Pamela M. Norris, executive dean of the University of Virginia School of Engineering and Applied Science and Frederick Tracy Morse Professor of the UVA Department of Mechanical and Aerospace Engineering, has been named vice provost of research at George Washington University, the school announced Thursday. Her appointment begins Nov. 1.
“Pam is an exceptional leader with a strong vision for higher education’s potential to make the world a better place,” UVA Engineering Dean Jennifer West said. “Her impact on research and education will be felt at UVA and beyond for many years to come.”
In the announcement of Norris’ appointment, GW’s interim provost, Christopher Alan Bracey, said, “Dr. Norris joins us at an exciting time for research at GW, when our faculty and students are back in full force in our labs and other research spaces on campus and are committing themselves to scholarship and discovery. The continued growth and expansion of our research enterprise across all fields, including the physical sciences, arts and humanities, is a critical aspect of how GW will fulfill its promise as an innovative institution of higher education, and Dr. Norris’ years of experience as a research administrator and renowned scholar make her a perfect choice to lead the future of research at GW.”
Norris joined the UVA faculty in 1994 and earned the rank of full professor in 2004. She came to UVA after earning her Ph.D. at the Georgia Institute of Technology in 1992 and conducting postdoctoral research at the University of California, Berkeley, with mentor Chang-Lin Tien, a pioneer in the field of microscale heat transfer and the university’s late chancellor and professor of mechanical engineering.
“I accepted a position at the University of Virginia, the flagship university in my home state, where I knew I could make a difference,” Norris said. “The leadership and faculty at UVA Engineering are passionate about making game-changing societal advances, developing the next generation of engineering leaders and approaching problems with a diverse and collaborative mindset. I knew these values matched my ideals and aspirations.”

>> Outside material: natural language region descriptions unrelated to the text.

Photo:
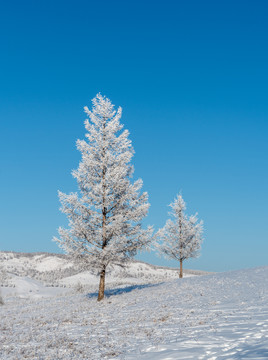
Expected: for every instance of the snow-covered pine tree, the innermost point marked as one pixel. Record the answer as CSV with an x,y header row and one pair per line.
x,y
181,238
105,217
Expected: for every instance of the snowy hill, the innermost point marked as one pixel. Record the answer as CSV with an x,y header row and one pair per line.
x,y
26,274
217,316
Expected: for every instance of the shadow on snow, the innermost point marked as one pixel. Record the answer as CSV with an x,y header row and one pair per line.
x,y
119,291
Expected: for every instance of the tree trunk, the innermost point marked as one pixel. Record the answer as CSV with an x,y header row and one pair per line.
x,y
181,273
102,284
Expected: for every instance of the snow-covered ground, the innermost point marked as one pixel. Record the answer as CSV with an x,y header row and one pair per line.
x,y
218,316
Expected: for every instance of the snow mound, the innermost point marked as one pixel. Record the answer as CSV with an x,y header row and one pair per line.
x,y
219,316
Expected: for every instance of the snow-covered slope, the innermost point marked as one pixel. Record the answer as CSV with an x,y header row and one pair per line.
x,y
219,316
56,270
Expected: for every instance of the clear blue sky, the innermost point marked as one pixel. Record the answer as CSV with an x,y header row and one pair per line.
x,y
192,78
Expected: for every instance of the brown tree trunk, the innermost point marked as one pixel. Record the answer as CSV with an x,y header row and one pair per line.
x,y
102,284
181,273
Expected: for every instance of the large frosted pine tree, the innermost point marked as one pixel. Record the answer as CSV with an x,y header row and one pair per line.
x,y
181,238
105,216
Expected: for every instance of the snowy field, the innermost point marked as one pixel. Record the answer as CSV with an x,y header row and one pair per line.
x,y
218,316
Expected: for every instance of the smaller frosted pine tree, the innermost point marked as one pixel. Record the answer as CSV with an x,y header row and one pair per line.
x,y
181,238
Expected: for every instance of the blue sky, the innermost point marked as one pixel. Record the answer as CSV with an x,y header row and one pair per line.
x,y
192,79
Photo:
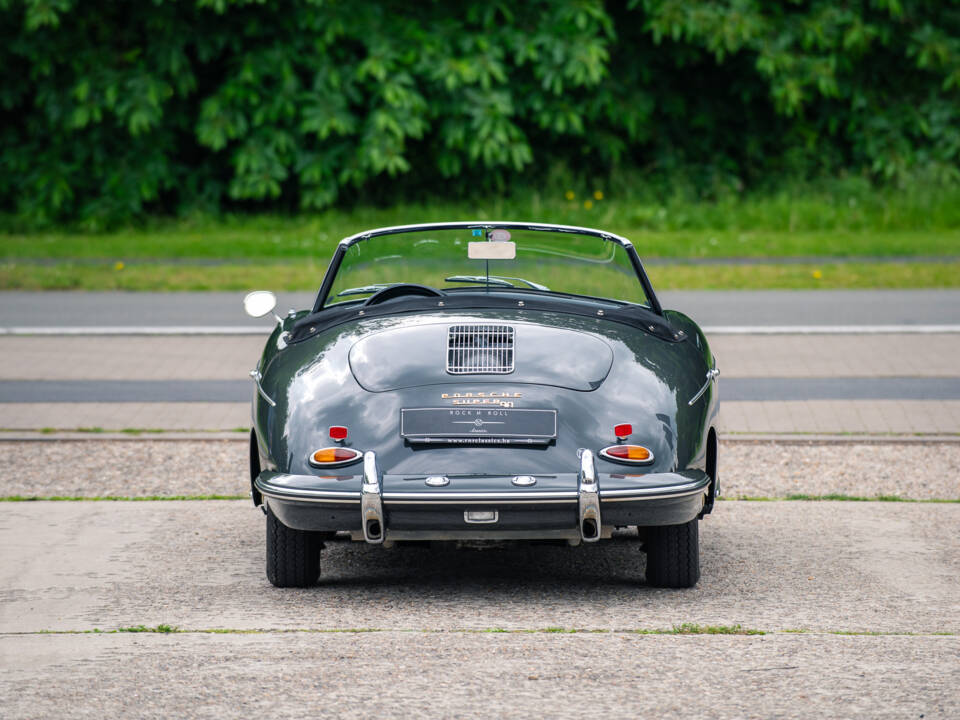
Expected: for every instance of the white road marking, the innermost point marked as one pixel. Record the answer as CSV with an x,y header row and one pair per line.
x,y
829,329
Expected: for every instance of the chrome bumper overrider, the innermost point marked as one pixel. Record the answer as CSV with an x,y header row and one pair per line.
x,y
588,496
371,505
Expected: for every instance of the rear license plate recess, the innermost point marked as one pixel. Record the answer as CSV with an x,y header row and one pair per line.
x,y
479,426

In her role as executive dean, she leads academic and research functions within the school and collaborates with the dean and the Leadership Council, made up of department chairs and Dean’s Office leaders, to develop the school’s strategic direction. Before serving as executive dean, she consecutively held other administrative positions that helped drive strategy for research, including the executive associate dean for research and the associate dean of research and graduate programs. In fiscal year 2021, the school’s sponsored research funding reached nearly $86 million – a 95% increase from 2016.

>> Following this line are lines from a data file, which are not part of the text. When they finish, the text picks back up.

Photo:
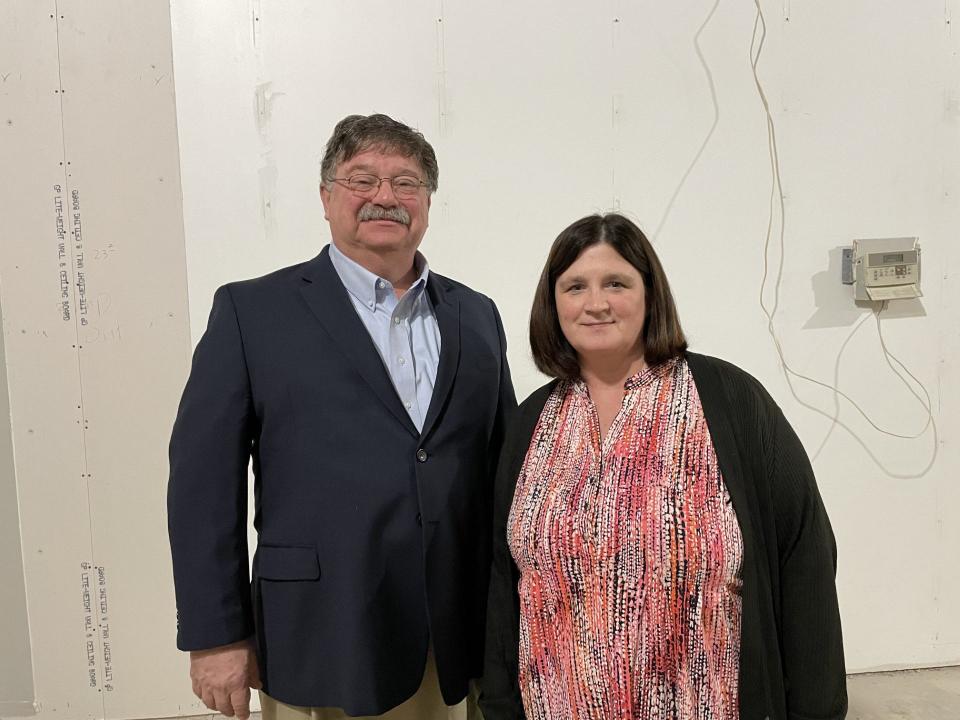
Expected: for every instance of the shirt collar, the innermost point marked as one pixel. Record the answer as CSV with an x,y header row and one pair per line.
x,y
370,289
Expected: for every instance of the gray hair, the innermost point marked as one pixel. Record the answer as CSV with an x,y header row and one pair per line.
x,y
358,133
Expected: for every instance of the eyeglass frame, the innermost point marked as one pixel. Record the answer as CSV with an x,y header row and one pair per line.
x,y
371,193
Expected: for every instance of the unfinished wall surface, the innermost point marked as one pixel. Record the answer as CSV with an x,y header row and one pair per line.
x,y
96,341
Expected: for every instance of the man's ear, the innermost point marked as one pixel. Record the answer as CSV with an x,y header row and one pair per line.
x,y
325,199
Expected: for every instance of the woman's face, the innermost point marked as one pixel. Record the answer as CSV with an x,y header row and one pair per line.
x,y
601,305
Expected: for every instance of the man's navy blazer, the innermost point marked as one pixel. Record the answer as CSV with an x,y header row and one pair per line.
x,y
374,538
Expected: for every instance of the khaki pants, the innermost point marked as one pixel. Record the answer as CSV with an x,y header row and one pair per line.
x,y
425,704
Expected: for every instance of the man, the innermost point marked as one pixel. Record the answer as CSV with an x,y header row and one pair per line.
x,y
371,395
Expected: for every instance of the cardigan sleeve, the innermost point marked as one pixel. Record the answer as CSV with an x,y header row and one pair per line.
x,y
500,688
811,643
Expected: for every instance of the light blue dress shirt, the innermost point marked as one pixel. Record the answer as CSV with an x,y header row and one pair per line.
x,y
404,330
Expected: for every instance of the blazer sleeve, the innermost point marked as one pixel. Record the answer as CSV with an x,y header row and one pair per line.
x,y
811,642
507,403
210,450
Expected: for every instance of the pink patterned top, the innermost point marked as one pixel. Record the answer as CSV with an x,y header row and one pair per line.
x,y
629,554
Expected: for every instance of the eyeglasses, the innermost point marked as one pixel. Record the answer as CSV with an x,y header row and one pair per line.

Norris routinely chairs and speaks at international conferences and has published more than 100 heavily cited refereed journal papers. She is recognized globally as a leader in the fields of nanoscale heat transfer and aerogel research, and she is an honorary member and fellow of the American Society of Mechanical Engineers. She has drawn more than $25 million in research grants to UVA.

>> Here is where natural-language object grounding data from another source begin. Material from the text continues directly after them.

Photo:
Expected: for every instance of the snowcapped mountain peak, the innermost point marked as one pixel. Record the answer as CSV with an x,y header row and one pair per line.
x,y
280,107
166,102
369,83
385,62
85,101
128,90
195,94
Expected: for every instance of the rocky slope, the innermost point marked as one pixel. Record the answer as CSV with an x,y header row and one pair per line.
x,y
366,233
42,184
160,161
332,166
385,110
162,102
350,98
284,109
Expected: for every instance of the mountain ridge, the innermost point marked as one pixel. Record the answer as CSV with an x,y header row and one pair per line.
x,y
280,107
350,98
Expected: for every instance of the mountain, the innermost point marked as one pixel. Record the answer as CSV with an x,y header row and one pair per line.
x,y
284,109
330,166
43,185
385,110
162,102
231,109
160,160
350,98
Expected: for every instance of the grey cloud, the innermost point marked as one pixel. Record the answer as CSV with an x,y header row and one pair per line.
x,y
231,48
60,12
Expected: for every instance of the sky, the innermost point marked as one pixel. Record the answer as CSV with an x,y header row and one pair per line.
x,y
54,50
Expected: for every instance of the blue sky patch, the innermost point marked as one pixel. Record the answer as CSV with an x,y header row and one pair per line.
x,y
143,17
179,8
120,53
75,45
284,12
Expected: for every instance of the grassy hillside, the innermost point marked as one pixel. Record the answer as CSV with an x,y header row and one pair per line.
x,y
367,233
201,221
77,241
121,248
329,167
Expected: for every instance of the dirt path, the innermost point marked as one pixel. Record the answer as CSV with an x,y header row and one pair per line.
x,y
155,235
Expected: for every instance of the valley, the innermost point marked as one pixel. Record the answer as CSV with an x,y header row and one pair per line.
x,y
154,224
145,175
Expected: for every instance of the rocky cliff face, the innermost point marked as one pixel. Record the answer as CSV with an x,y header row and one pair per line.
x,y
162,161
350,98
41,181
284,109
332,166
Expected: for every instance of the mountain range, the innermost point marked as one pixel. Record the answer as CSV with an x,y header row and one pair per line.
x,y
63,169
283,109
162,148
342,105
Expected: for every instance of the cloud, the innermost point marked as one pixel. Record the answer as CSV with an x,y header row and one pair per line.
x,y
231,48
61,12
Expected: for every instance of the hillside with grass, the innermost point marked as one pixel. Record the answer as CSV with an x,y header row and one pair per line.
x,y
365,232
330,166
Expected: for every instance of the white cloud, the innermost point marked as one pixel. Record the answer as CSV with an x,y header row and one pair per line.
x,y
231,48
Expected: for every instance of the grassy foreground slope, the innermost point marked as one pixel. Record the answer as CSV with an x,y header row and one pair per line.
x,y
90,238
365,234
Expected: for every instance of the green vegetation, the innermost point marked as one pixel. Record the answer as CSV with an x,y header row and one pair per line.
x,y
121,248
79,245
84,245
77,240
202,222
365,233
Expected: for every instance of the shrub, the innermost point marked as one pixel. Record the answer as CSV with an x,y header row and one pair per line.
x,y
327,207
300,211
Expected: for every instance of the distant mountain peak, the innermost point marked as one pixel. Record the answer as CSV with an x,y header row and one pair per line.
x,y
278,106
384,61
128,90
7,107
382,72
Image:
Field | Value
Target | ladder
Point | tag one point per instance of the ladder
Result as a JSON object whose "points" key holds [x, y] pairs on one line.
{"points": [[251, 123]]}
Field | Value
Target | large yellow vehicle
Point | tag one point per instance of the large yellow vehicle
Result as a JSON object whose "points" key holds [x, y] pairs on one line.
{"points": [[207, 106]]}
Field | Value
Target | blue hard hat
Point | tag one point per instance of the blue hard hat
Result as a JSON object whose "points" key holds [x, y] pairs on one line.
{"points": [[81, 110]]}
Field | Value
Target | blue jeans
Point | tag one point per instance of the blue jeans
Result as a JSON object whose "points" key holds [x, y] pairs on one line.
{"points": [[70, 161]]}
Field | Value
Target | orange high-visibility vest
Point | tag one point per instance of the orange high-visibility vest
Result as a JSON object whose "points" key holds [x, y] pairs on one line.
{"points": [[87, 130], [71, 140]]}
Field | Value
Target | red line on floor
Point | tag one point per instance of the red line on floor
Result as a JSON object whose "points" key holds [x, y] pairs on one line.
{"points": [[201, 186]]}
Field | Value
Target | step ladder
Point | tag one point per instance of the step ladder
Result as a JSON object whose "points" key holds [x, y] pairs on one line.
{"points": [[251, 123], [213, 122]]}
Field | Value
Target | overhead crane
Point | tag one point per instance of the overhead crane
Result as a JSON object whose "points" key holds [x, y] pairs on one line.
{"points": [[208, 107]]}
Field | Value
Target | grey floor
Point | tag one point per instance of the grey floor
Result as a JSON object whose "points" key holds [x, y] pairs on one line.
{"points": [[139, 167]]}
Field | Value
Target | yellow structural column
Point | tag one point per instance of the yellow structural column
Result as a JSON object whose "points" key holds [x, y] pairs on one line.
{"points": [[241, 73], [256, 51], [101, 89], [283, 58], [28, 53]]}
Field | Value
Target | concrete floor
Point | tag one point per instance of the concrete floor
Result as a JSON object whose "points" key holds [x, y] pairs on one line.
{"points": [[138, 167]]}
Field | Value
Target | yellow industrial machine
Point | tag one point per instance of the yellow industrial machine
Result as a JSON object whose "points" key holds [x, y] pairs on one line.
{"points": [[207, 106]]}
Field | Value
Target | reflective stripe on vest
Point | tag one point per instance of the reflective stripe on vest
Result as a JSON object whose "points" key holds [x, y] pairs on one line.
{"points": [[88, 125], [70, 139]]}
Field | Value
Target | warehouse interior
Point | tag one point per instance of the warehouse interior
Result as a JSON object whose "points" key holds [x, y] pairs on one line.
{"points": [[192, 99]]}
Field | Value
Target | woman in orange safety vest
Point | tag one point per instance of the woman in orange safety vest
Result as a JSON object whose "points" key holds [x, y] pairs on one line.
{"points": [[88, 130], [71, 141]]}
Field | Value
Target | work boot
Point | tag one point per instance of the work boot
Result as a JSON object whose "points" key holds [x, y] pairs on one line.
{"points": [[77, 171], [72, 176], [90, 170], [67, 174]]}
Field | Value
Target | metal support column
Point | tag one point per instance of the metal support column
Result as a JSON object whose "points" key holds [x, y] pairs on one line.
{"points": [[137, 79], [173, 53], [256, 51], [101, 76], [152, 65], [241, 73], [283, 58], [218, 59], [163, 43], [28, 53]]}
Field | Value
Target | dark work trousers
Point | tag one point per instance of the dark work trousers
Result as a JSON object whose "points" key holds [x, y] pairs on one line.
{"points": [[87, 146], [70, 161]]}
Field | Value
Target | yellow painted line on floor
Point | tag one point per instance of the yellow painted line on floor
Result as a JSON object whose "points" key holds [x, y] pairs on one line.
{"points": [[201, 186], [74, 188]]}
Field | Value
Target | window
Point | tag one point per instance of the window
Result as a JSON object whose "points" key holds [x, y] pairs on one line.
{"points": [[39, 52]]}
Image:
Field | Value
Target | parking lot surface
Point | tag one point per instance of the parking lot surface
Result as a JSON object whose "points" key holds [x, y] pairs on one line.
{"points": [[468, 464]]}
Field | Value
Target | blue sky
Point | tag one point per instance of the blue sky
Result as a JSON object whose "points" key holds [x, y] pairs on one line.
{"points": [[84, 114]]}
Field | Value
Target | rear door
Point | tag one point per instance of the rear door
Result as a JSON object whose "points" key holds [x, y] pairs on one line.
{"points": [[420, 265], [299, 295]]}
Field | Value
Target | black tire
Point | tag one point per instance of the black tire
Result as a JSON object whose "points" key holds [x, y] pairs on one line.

Norris’ pioneering innovations started very early in her academic career. As an undergraduate mechanical engineering student at Old Dominion University, she led a capstone team that developed a new design for an oxygen processor. This type of processor converts carbon dioxide to oxygen and is critical for space missions because rocket propellent needs oxygen to work. The team’s 1986 proof of concept, developed in just four years with small grants from the Planetary Society and the NASA Advanced Space System Design Program, later became the Mars Oxygen In-Situ Resource Utilization Experiment, or MOXIE, and was successfully used to create oxygen from the Mars atmosphere, which is mostly carbon dioxide, on the recent Mars Perseverance Rover expedition. In addition to aiding propulsion, MOXIE could eventually provide breathable oxygen for astronauts when human missions go to Mars.
Fast forward to Norris’ first grant at UVA, where she studied the way energy transports through different materials on a microscale. She needed aerogels – ultra-low-density, highly porous solids – for this research but found them cost-prohibitive. “So I made them myself,” she said. Norris became fascinated with the material, which she says looks like “a piece of San Francisco fog” because it is 98% air, and founded the Aerogel Research Lab.
In another aerogel project, she received funding from the U.S. Department of Defense to create aerogels that could be used to detect airborne biological warfare agents. The aerogel material is designed with specific molecular receptors. When the receptors detect hostile agents, the material changes properties, which acts as an alarm. This project was the leading edge of what has now become a substantial area of study in the fields of mechanical engineering and materials science: smart materials.
Norris holds patents for applications of aerogels in areas ranging from biological warfare detection to thermal insulation to lab-on-a-chip.